Better interoperability with deep learning frameworks

noskill commented 5 years ago

This issue is to document and discuss changes necessary to use deep learning frameworks with opencog.

Our usecases:

We would like to be able to pass between ExecutionOutputLinks python objects, particularly pytorch tensors. Pytorch saves in it's tensor instances necessary information for performing backward propagation.
More convenient api than GroundedSchemaNode for calling objects methods.

Example:

Our motivating example is implementing transparent by design networks(https://arxiv.org/pdf/1803.05268) with opencog. The idea of this example is answering some question about a picture by applying series of filters, implemented as pytorch neural networks. Each nn accepts original picture + mask from previous filter(initially mask is all zeroes) generating new mask.

First i describe current implementation: ExecutionOutputLinks for the question "What is the large purple object is made of?":

https://github.com/singnet/semantic-vision/blob/9ca40eedd78eb6aec7af469defd436eace2c4be5/experiments/opencog/pattern_matcher_vqa/tbd_cog/tbd_helpers.py#L140-L166

    (ExecutionOutputLink
      (GroundedSchemaNode "py:filter")
      (ListLink
        (ConceptNode "material")
        (VariableNode "$X")
        (ExecutionOutputLink
          (GroundedSchemaNode "py:filter")
          (ListLink
            (ConceptNode "color")
            (ConceptNode "purple")
            (ExecutionOutputLink
              (GroundedSchemaNode "py:filter")
              (ListLink
                (ConceptNode "size")
                (ConceptNode "large")
                (ExecutionOutputLink
                  (GroundedSchemaNode "py:init_scene")
                  (ListLink
                    (VariableNode "$Scene")
                  )
                )
              )
            )
          )
        )
      )
    )

Here pattern matcher grounds VariableNode "$X" to different ConceptNodes representing materials since the constraint:

(InheritanceLink
      (VariableNode "$X")
      (ConceptNode "material")
)

where filter is wrapper to call some pytorch module object: https://github.com/singnet/semantic-vision/blob/9ca40eedd78eb6aec7af469defd436eace2c4be5/experiments/opencog/pattern_matcher_vqa/tbd_cog/tbd_helpers.py#L389-L404

def filter(filter_type, filter_type_instance, data_atom):
       module_type = 'filter_' + filter_type.name + '[' + filter_type_instance.name + ']'
       module = tbd.function_modules[module_type]
       atomspace = data_atom.atomspace
       key_attention, key_scene, key_shape_attention, key_shape_scene = generate_keys(atomspace)
       feat_input = extract_tensor(data_atom, key_scene, key_shape_scene)
       feat_attention = extract_tensor(data_atom, key_attention, key_shape_attention)
       out = module(feat_input.float(), feat_attention.float())
       set_attention_map(data_atom, key_attention, key_shape_attention, out)
       return data_atom

and init_scene accept scene atom and generate new atom which holds dummy attention map and features from scene. This atom is then reused to pass values between filters.

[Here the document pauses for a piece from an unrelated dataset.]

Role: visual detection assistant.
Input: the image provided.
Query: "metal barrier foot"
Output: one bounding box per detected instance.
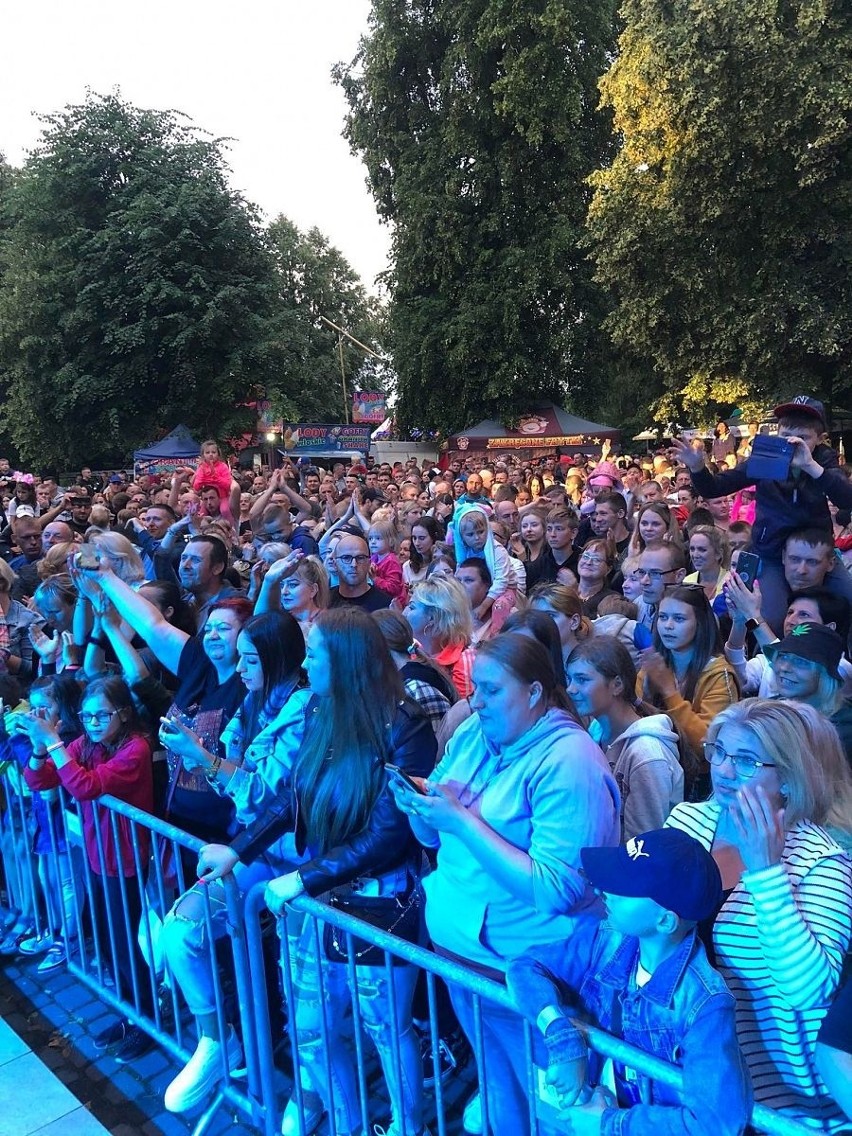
[192,1089,225,1136]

There are issues with current implementation
a. It requires to convert back and forth between pytorch tensor objects and FloatValue for each ExecutionOutputLink application. See https://github.com/singnet/semantic-vision/blob/9ca40eedd78eb6aec7af469defd436eace2c4be5/experiments/opencog/pattern_matcher_vqa/tbd_cog/tbd_helpers.py#L281
b. This implementation doesn't allow to backpropagate error to neural network weights since information is lost due to conversion. Pytorch Tensor object keeps both: current numeric values and link to computation graph which allows to backpropagate error automatically.

PtrValue Both issues may be addressed with introduction of new value type: PtrValue. Then to implement storing of values for different binding language one would inherit from base PtrValue type. For python there will be c++ class PythonValue(PtrValue) and for haskell HaskelValue(PtrValue) etc..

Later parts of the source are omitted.